Birkhuser launches new KPMB Architects monograph

Produced by Birkhäuser, a leading European publisher of architecture and design books, this is their second monograph on Kuwabara Payne McKenna Blumberg Architects (KPMB) since 2004. The book begins with highlights from Toronto’s Cultural Renaissance, including the TIFF Bell Lightbox and the Royal Conservatory of Music, and concludes with a preview into the next wave of Toronto’s urban growth with the Pan/Parapan Athletes’ Village for the 2015 American Games.

KPMB Architects is one of Canada’s foremost architectural practices today. Their architectural excellence and innovation has been recognized with 12 Governor General Medals in Architecture. The book, organized into four categories – culture and memory, campus and community, vertical neighbourhoods and integrated design – focuses on how the studio uses architecture to shape vibrant communities and cities, while exploring their core philosophy of architecture as a collaborative art form.

The documented projects range from recently completed work such as the CIGI Campus in Waterloo and an expansion to the University of Toronto’s Rotman School of Management, to those still in development such as the Remai Art Gallery of Saskatchewan and Orchestra Hall in Minneapolis which recently opened to the public. Paradigm-shifting integrated designs such as Manitoba Hydro Place and the Elementary Teachers’ Federation of Ontario demonstrate the firm’s leadership role in advancing sustainable and contextually sensitive urbanism.
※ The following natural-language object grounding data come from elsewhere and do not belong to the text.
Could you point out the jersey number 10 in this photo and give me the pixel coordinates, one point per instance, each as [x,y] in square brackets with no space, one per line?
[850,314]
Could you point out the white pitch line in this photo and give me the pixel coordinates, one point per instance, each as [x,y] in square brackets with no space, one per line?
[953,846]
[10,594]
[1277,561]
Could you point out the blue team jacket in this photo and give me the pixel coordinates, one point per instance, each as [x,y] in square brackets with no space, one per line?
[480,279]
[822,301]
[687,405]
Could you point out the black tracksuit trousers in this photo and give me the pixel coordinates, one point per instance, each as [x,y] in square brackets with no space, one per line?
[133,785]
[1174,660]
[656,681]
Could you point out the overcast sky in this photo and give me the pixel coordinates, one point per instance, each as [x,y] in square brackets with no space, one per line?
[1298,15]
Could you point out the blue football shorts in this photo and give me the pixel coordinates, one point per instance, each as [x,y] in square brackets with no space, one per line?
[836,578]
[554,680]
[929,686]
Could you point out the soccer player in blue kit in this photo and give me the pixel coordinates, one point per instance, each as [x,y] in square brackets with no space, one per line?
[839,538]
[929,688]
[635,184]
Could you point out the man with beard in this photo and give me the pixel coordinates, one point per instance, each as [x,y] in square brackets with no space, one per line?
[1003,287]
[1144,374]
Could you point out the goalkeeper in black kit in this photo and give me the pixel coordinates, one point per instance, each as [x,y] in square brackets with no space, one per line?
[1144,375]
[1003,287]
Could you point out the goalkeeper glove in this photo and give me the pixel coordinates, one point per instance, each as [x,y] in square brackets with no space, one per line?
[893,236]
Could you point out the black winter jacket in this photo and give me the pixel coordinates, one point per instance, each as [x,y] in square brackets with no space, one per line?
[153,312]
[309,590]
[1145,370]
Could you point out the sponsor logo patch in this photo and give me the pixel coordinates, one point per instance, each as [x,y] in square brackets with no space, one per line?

The text features a foreword by the Director of the Canadian Centre for Architecture, Mirko Zardini, which contextualizes KPMB’s work in a transitional moment between the role that architecture has played in shaping the national identity to the role it must play in defining “daily life in Canada – and elsewhere.” It also includes “Building Cities, Making Friends,” a lyrical award-winning essay by philosopher Mark Kingwell, “Maturity: A Commentary,” a text by architect and theorist George Baird, and “Opposable Minds,” an analysis by Thomas Fisher.

The 280-page hardcover book designed by Anita Matusevics of Wonder Inc. and typeset by Richard Hunt of Archetype, contains 191 colour illustrations, 39 black-and-white illustrations and 57 drawings.